In the CART_Dummy dataset, the output is a categorical variable, and we built a classification tree for it. The same distinction is required in CART, and we thus build classification trees for binary random variables, where regression trees are for continuous random variables. Recall the rationale behind the estimation of regression coefficients for the linear regression model. The main goal was to find the estimates of the regression coefficients, which minimize the error sum of squares between the actual regressand values and the fitted values. A similar approach is followed here, in the sense that we need to split the data at the points that keep the residual sum of squares to a minimum. That is, for each unique value of a predictor, which is a candidate for the node value, we find the sum of squares of y’s within each partition of the data, and then add them up. This step is performed for each unique value of the predictor, and the value, which leads to the least sum of squares among all the candidates, is selected as the best split point for that predictor. In the next step, we find the best split points for each of the predictors, and then the best split is selected across the best split points across the predictors. Easy!

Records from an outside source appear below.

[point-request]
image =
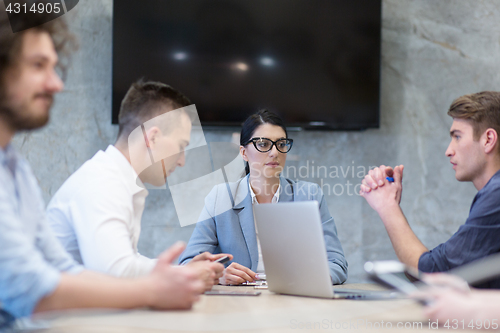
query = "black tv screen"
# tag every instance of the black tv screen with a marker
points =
(314, 62)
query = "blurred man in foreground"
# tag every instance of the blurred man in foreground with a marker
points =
(36, 274)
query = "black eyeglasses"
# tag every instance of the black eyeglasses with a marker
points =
(264, 144)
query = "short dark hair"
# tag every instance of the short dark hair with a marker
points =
(481, 109)
(11, 43)
(145, 100)
(255, 120)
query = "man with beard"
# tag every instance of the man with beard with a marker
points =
(36, 274)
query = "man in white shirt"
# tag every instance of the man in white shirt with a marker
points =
(36, 274)
(96, 214)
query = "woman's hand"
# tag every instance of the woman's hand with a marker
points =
(237, 274)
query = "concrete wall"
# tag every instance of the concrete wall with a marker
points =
(432, 52)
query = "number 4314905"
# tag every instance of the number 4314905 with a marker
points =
(478, 324)
(40, 8)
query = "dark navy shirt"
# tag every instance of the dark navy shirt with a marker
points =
(477, 238)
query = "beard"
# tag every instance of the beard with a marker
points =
(21, 118)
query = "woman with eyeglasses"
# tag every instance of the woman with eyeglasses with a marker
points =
(230, 227)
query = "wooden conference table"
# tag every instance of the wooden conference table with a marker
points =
(268, 312)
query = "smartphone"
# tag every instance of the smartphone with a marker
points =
(222, 260)
(395, 275)
(233, 293)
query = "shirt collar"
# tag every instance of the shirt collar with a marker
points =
(8, 158)
(129, 175)
(275, 199)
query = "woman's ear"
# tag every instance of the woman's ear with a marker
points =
(243, 153)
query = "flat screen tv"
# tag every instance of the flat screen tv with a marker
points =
(314, 62)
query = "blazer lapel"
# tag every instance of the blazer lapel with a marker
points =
(286, 190)
(244, 209)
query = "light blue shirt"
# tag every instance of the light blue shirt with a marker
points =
(31, 258)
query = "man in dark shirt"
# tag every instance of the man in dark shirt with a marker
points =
(474, 152)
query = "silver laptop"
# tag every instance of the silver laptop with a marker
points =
(294, 252)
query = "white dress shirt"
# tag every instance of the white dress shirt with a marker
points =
(96, 214)
(275, 199)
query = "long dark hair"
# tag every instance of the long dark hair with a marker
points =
(259, 118)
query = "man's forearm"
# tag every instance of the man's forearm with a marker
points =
(407, 246)
(89, 289)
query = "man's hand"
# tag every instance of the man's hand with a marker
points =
(209, 272)
(237, 274)
(217, 269)
(378, 191)
(174, 287)
(211, 257)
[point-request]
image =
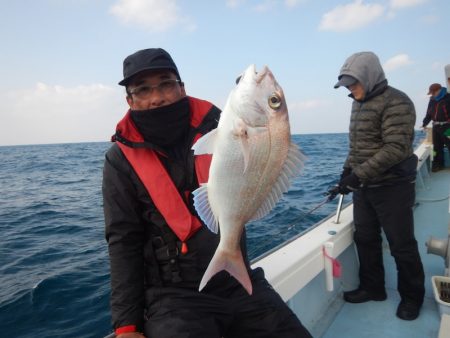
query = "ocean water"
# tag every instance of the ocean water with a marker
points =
(54, 271)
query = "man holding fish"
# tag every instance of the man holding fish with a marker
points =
(162, 248)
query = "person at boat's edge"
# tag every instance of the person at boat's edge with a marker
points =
(380, 170)
(438, 111)
(149, 174)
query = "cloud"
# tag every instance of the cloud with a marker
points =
(399, 4)
(351, 16)
(57, 114)
(153, 15)
(396, 62)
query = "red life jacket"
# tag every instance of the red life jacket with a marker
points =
(153, 175)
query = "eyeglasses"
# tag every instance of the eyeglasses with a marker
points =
(145, 91)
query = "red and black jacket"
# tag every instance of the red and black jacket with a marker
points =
(139, 220)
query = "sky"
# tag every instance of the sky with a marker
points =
(61, 60)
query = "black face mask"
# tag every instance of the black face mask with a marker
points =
(163, 126)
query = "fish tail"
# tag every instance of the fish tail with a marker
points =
(231, 262)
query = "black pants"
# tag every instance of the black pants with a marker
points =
(439, 141)
(182, 313)
(389, 208)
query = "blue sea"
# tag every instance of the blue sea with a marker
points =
(54, 270)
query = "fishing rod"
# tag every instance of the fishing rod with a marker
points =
(331, 193)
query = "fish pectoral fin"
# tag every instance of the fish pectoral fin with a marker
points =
(231, 262)
(201, 204)
(205, 144)
(291, 168)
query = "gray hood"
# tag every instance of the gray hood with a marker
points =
(366, 68)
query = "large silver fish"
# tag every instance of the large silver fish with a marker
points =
(252, 164)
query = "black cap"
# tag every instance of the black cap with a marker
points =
(147, 59)
(345, 80)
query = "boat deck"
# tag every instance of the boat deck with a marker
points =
(378, 319)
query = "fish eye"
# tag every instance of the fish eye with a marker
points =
(274, 101)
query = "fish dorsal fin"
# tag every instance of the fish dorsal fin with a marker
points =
(201, 204)
(291, 168)
(205, 144)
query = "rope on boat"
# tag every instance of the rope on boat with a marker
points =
(433, 200)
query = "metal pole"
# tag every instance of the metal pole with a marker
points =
(339, 208)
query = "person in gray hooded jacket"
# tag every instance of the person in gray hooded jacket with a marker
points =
(380, 170)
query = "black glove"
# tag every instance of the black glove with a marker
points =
(349, 184)
(345, 173)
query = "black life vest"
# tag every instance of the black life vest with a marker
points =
(147, 165)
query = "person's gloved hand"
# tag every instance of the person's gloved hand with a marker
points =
(349, 184)
(345, 172)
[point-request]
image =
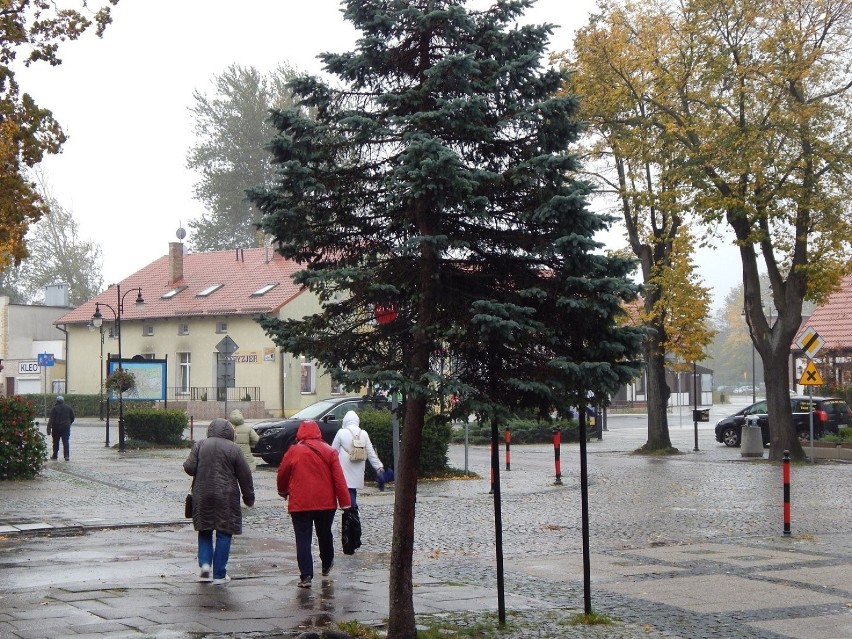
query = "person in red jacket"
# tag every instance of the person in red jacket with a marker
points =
(311, 480)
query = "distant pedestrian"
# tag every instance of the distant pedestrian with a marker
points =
(311, 479)
(59, 427)
(221, 476)
(245, 436)
(353, 468)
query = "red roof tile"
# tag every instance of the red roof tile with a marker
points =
(833, 320)
(241, 273)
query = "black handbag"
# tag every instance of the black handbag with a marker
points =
(187, 503)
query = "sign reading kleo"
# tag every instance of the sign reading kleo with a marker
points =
(810, 342)
(811, 376)
(28, 368)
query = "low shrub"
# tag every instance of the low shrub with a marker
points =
(22, 446)
(163, 427)
(435, 444)
(843, 436)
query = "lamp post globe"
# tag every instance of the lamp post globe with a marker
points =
(97, 321)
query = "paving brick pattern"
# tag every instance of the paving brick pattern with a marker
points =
(687, 546)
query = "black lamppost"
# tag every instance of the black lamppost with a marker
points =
(92, 327)
(97, 321)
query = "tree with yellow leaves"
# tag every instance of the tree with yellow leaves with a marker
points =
(30, 31)
(632, 163)
(746, 106)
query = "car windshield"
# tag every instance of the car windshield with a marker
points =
(315, 411)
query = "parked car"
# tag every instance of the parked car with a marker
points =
(276, 436)
(829, 414)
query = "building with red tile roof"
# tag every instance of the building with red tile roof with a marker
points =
(192, 301)
(833, 322)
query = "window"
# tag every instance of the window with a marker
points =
(263, 290)
(308, 386)
(184, 361)
(209, 290)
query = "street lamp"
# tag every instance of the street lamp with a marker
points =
(92, 327)
(97, 321)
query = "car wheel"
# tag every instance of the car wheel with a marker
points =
(731, 436)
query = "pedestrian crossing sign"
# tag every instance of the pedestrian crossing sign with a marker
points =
(811, 376)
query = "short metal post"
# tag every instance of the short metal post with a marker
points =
(786, 474)
(557, 437)
(508, 437)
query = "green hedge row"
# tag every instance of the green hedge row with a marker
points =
(523, 431)
(163, 427)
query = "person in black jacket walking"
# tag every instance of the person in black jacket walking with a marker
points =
(59, 426)
(221, 477)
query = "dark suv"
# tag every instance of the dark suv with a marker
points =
(829, 414)
(276, 436)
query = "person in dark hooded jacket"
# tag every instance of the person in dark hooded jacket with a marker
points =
(311, 479)
(221, 476)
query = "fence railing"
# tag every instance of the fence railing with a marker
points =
(214, 393)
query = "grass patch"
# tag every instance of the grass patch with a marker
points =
(592, 619)
(449, 473)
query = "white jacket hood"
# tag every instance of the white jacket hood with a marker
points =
(351, 419)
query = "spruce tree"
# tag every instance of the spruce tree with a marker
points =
(429, 196)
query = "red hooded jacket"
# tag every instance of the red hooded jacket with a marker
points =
(310, 473)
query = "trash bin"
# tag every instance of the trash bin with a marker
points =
(751, 439)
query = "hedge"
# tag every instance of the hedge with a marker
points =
(23, 448)
(435, 445)
(163, 427)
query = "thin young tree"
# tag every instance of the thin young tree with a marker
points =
(431, 200)
(232, 127)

Now, the data is partitioned into two parts according to the best split. The process of finding the best split within each partition is repeated in the same spirit as for the first split. This process is carried out in a recursive fashion until the data can’t be partitioned any further. What is happening here? The residual sum of squares at each child node will be lesser than that in the parent node.

At the outset, we record that the rpart function does the exact same thing. However, as a part of cleaner understanding of the regression tree, we will write raw R codes and ensure that there is no ambiguity in the process of understanding CART. We will begin with a simple example of a regression tree, and use the rpart function to plot the regression function. Then, we will first define a function, which will extract the best split given by the covariate and dependent variable. This action will be repeated for all the available covariates, and then we find the best overall split. This will be verified with the regression tree. The data will then be partitioned by using the best overall split, and then the best split will be identified for each of the partitioned data. The process will be repeated until we reach the end of the complete regression tree given by the rpart. First, the experiment!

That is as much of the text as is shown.